Question

The pressure in a water pipe in the basement of an apartment house is $4.10 \times 10^{5} \mathrm{Pa},\( but on the seventh floor it is only \)1.85 \times 10^{5} \mathrm{Pa} .$ What is the height between the basement and the seventh floor? Assume the water is not flowing; no faucets are opened.

Short answer

Answer: The height difference between the basement and the seventh floor of the apartment house is approximately \(22.93\,\mathrm{m}\).

Step-by-step solution

Identify the formula for hydrostatic pressure

The hydrostatic pressure (P) in a fluid is given by the formula: \(P = \rho g h,\) where \(\rho\) is the density of the fluid, \(g\) is the acceleration due to gravity, and \(h\) is the height difference between the two points in the fluid.

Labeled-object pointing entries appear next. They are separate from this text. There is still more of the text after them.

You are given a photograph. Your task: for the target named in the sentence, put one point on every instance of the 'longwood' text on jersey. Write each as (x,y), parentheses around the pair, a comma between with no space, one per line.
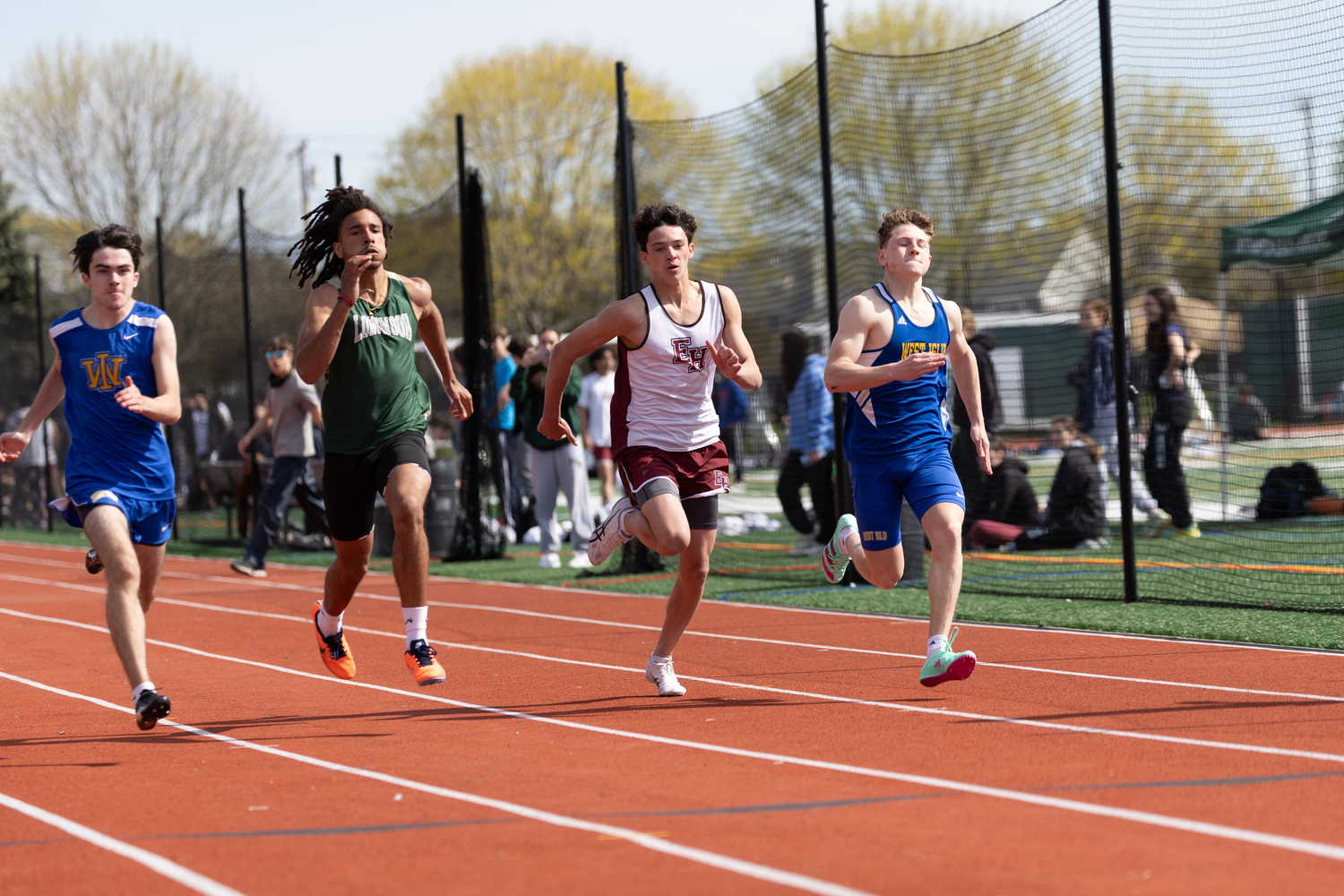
(664,386)
(902,417)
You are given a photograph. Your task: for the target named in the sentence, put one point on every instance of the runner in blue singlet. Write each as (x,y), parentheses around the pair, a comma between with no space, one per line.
(117,371)
(890,355)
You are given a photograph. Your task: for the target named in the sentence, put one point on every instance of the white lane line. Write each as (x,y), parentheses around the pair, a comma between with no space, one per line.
(771,607)
(1293,844)
(814,694)
(701,634)
(169,869)
(677,850)
(879,704)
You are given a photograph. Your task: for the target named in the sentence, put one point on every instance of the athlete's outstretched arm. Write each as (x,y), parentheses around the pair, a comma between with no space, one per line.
(430,328)
(620,320)
(844,373)
(324,319)
(968,383)
(48,395)
(164,408)
(734,354)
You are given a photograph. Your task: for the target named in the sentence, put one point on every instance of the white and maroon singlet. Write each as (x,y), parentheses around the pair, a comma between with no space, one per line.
(663,387)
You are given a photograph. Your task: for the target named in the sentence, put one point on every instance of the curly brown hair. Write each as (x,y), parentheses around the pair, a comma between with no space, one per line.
(650,218)
(109,237)
(898,217)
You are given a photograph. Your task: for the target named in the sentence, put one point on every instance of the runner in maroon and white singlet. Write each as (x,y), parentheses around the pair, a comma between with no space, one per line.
(672,336)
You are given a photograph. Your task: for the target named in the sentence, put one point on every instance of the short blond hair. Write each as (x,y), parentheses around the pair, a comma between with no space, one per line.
(898,217)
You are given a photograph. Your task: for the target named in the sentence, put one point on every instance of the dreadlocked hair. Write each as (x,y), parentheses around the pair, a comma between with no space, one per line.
(322,228)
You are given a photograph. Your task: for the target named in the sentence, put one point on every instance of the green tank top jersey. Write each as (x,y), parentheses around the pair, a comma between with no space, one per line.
(373,387)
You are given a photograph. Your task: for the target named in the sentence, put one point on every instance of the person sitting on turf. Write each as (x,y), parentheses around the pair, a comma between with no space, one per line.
(1008,506)
(1074,514)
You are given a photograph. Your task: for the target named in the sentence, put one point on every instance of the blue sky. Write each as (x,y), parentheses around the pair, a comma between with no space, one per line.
(346,77)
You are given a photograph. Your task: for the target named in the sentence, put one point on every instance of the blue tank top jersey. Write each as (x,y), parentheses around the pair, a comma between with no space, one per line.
(112,447)
(908,418)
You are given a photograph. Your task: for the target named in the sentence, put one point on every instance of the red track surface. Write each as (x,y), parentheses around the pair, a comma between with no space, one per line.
(820,758)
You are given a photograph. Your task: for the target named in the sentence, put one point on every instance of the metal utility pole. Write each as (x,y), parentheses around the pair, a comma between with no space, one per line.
(1120,359)
(163,306)
(843,490)
(625,190)
(42,367)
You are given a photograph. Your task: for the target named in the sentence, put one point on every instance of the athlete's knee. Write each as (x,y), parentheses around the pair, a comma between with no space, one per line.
(408,516)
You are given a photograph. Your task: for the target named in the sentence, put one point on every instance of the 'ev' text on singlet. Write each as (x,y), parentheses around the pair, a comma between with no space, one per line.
(112,447)
(903,417)
(664,386)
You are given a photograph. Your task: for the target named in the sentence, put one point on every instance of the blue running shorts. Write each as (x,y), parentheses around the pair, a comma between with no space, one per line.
(881,485)
(151,521)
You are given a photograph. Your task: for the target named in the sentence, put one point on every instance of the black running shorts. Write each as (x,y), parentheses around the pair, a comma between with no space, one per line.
(349,482)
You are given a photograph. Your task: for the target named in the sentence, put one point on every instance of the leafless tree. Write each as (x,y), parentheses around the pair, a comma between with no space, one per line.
(136,131)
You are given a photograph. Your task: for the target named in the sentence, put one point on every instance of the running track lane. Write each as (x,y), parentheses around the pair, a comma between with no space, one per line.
(285,648)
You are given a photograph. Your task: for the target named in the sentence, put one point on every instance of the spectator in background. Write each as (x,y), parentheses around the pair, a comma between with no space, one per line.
(500,432)
(731,403)
(964,455)
(556,465)
(1098,405)
(521,457)
(289,414)
(1074,514)
(204,430)
(1169,352)
(1008,504)
(1250,417)
(29,500)
(596,418)
(812,440)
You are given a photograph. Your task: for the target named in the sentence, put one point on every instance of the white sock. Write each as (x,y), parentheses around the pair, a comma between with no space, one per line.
(844,538)
(417,621)
(327,624)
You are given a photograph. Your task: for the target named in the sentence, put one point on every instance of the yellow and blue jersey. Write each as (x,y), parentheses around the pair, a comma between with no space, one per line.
(112,447)
(902,418)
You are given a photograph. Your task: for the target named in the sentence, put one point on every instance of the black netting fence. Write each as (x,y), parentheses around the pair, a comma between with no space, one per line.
(203,295)
(1226,115)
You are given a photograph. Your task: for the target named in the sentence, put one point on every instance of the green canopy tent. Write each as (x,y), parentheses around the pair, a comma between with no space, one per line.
(1312,236)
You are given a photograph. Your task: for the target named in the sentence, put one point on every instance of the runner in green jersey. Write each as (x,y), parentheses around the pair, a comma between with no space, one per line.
(360,328)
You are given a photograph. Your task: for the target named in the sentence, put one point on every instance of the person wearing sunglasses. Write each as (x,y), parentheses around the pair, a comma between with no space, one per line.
(292,409)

Identify the pressure difference

The pressure in the basement is \(4.10 \times 10^{5} \mathrm{Pa}\) and on the seventh floor, it is \(1.85 \times 10^{5} \mathrm{Pa}\). The difference in pressure is: \(\Delta P = P_\text{basement} - P_\text{7th floor} = (4.10 \times 10^{5}) - (1.85 \times 10^{5}) \mathrm{Pa}\).

Calculate the pressure difference

Now we will calculate the pressure difference: \(\Delta P = (4.10-1.85) \times 10^5 = 2.25 \times 10^5 \mathrm{Pa}\).

Determine the water density and gravitational acceleration

The density of water \(\rho\) is approximately \(1000 \,\mathrm{kg/m^{3}}\). The acceleration due to gravity \(g\) is \(9.81 \,\mathrm{m/s^{2}}\).

Solve for height difference (h)

Rearrange the hydrostatic pressure formula to solve for height difference: \(h = \frac{\Delta P}{\rho g}\). Now, plug in the values: \(h = \frac{2.25 \times 10^{5}\,\mathrm{Pa}}{1000\, \mathrm{kg/m^{3}} \cdot 9.81\, \mathrm{m/s^2}}\).

Calculate the height difference

Calculate the height difference: \(h = \frac{2.25 \times 10^{5}}{1000 \cdot 9.81} = \frac{2.25 \times 10^{5}}{9810} = 22.93\,\mathrm{m}\).

Interpret the result

The height difference between the basement and the seventh floor of the apartment house is approximately \(22.93\,\mathrm{m}\).